Hari-hariku terasa hampa jika aku tak membuat orang di sekelilingku bahagia. Bahkan saking ingin membuat mereka tersenyum dan nyaman di dekat ku, aku rela memberikan seluruh uang jajan ku hanya untuk mentraktir teman-temanku di kampus.

Mereka selalu bilang bahwa hatiku itu sangat putih. Karena penasaran akhirnya aku pun serching di google 'apa makna warna putih'😀

Dan yang ku dapat dari pertanyaan itu bahwa Putih menggambarkan kesederhanaan, kemurnian, tidak bersalah dan kesempurnaan.

Aku cukup kaget dengan kata itu. Bagiku kata itu terlalu tinggi untuk diriku yang hanya sebuah hembusan angin.

Hidupku memang bisa dibilang cukup sempurna. Mempunyai kedua orang tua yang lengkap dan sangat perhatian padaku, pacar yang penyayang, karir yang cemerlang, dan kehidupan keluarga yang terjamin.

Nama lengkapku adalah Ismi Dwiyana. Impianku menjadi seorang dokter. Aku berasal dari keluarga yang bisa dibilang sangat sukses. Tara Adira dan Ilyas Pratama adalah nama orang tuaku yang ku sebut mereka dengan panggilan Papah dan Mamah. Aku adalah anak tunggal sekaligus pewaris keluarga Pratama.

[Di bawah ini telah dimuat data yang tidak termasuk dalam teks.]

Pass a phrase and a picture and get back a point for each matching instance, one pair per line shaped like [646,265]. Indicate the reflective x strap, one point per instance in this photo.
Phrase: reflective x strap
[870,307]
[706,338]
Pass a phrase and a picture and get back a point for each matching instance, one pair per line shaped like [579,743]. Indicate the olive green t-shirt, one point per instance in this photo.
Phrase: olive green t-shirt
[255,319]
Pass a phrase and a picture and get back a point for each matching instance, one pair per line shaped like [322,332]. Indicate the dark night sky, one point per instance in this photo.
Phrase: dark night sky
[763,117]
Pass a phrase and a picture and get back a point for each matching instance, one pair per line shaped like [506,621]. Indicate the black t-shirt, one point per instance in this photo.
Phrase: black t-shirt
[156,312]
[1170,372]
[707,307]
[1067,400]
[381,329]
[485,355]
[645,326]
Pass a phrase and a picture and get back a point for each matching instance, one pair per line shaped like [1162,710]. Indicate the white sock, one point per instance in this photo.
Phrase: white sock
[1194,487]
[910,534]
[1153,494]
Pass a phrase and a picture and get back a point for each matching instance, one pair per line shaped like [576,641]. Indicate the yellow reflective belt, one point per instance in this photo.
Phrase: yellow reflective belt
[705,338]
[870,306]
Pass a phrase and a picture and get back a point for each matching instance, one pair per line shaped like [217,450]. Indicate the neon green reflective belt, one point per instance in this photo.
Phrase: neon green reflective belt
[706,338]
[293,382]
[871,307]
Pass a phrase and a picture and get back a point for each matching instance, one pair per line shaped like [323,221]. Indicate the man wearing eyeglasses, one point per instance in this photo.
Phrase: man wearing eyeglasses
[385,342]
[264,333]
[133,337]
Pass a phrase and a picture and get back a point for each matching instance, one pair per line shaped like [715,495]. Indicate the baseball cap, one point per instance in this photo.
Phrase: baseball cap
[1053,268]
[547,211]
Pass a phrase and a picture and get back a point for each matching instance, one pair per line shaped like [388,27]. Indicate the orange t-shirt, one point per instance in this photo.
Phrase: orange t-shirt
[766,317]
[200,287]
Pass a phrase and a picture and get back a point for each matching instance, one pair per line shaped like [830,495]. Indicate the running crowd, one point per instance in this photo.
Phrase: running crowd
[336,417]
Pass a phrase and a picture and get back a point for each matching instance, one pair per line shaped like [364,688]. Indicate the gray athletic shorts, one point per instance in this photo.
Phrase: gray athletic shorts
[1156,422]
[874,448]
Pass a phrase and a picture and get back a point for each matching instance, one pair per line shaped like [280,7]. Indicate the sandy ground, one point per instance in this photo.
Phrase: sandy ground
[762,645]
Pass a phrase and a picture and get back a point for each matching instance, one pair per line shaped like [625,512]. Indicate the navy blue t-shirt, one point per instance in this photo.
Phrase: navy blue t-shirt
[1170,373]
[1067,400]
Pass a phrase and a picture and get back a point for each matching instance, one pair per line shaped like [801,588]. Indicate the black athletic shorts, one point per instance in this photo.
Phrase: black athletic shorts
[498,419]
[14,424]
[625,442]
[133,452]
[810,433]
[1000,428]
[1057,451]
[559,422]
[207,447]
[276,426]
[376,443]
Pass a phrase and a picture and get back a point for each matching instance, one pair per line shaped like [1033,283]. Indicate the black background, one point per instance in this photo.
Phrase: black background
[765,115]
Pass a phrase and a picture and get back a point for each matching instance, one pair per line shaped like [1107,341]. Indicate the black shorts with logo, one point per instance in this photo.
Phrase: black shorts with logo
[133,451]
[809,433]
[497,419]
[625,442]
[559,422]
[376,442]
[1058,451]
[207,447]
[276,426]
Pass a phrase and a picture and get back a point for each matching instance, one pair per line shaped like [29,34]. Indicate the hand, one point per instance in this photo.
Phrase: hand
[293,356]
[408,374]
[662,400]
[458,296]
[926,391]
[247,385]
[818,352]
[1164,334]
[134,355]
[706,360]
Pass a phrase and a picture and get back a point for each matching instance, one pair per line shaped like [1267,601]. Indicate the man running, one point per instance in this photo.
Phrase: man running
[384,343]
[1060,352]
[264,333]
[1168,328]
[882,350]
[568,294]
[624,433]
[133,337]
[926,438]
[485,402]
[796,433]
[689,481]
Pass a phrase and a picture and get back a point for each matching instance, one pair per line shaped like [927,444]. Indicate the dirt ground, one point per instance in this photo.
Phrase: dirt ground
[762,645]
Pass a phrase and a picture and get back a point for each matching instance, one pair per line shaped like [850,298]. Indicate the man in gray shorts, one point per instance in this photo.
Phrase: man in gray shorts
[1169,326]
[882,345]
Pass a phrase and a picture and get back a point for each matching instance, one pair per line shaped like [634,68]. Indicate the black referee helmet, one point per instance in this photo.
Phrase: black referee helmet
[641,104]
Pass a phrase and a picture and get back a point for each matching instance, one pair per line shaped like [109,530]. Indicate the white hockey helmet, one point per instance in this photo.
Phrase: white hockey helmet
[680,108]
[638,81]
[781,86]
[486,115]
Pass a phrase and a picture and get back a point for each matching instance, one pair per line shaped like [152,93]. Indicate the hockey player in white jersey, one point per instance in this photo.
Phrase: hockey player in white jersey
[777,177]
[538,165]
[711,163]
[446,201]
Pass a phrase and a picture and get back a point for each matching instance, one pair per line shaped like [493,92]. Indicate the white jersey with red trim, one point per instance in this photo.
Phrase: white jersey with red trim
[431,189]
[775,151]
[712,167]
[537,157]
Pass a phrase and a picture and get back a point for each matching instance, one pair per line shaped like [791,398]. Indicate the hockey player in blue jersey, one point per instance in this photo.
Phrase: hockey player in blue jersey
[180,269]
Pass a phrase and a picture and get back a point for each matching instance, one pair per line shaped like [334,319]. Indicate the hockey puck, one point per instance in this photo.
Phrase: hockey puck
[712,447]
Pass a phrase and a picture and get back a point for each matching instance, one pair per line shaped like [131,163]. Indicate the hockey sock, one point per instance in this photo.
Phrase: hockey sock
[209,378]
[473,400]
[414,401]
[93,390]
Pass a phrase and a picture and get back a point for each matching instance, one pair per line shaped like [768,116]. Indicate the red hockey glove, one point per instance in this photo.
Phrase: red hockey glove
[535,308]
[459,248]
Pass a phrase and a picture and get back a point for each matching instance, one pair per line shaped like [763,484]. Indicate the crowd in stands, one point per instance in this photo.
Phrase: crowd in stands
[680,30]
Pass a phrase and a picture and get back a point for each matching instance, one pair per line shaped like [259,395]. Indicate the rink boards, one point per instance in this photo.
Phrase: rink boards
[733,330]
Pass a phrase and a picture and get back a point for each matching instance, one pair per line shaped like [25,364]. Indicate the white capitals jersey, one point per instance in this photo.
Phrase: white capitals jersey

Selain itu, aku juga memiliki seorang pacar yang sangat ku sayangi, Geano Frisco Abraham adalah namanya. Namun orang-orang sering memanggilnya dengan sebutan Geno. Saat ini ia telah menjadi pewaris sah keluarga Abraham. Dia cukup dewasa, penyayang, bertanggung jawab, dan pastinya menyayangi kedua orang tuaku.

Hari ini adalah hari anniversary kita yang ke dua tahun. Dan kami ada janji bersama.

Sudah dua puluh menit aku menunggu di kursi nomor dua salah satu cafe favorit kami. Aku berusaha menelepon nya beberapa kali, namun tak ada jawaban. Hatiku mulai khawatir karena tidak biasanya ia terlambat jika ada janji bersamaku.

Selang sepuluh menit setelahnya, dia datang yang dengan refleks membuat senyuman simpul di wajahku.

"maaf ya.. Aku tadi ada urusan dadakan" ucapnya setelah duduk di hadapanku

"gak papa"jawabku dengan penuh senyuman

"tapi kamu udah pesen duluan kan? "tanya nya

"belum"

"hah? Kok belum"

"aku nungguin kamu"

"harusnya kamu makan duluan"ucapnya dengan nada khawatir

"gak papa sayang. Aku kan janji makannya sama kamu. Masa aku makan duluan sih"

Dia memegang tanganku yang berada di atas meja dengan perasaan bersalahnya.

"maaf ya"ucapnya kemudian

"gak papa ihh, kamu tenang aja ya"ucapku mengeratkan genggaman nya untuk membuatnya lebih tenang.

Kami saling memancarkan senyum bersamaan dan menikmati suasana malam ini yang cukup romantis.

"sayang, aku pengen nanya deh" ucap Gino ketika kami sedang menikmati menu makanan yang kami pesan. Dan hal itu pun membuat perhatianku terfokus padanya karena penasaran.

"kamu anak tunggal? "tanya Geno

Sontak hal itu membuat aku tertawa dengan lepasnya.

"kok ketawa sih? "tanya nya dengan wajah bingung

"ya abis kok kamu nanya nya gitu. Kamu pacaran sama aku tuh udah dua tahun sayang. Kamu sering ke rumah kan. Selama ini kamu lihat gak ada orang lain selain aku di rumah? Enggak kan?. Lagian kamu ini ada ada aja deh nanya nya"jawabku sambil menahan tawa

"ya enggak. Aku cuma nanya aja"

"emang kenapa sih kok kamu tiba-tiba nanya kayak gitu? Kamu ngelihat ada orang yang mirip sama aku? Dimana? Kayaknya aku harus lihat deh. Semirip apa sih dia sama aku sampe sampe kamu nanya hal aneh kayak gini"ucapku penuh canda

"bukan hanya mirip tapi itu memang wajah kamu" ucap Geno dalam hatinya.

Kami tak melanjutkan pembicaraan aneh itu. Menikmati menu makanan adalah hal yang kami pilih untuk menghindari perselisihan.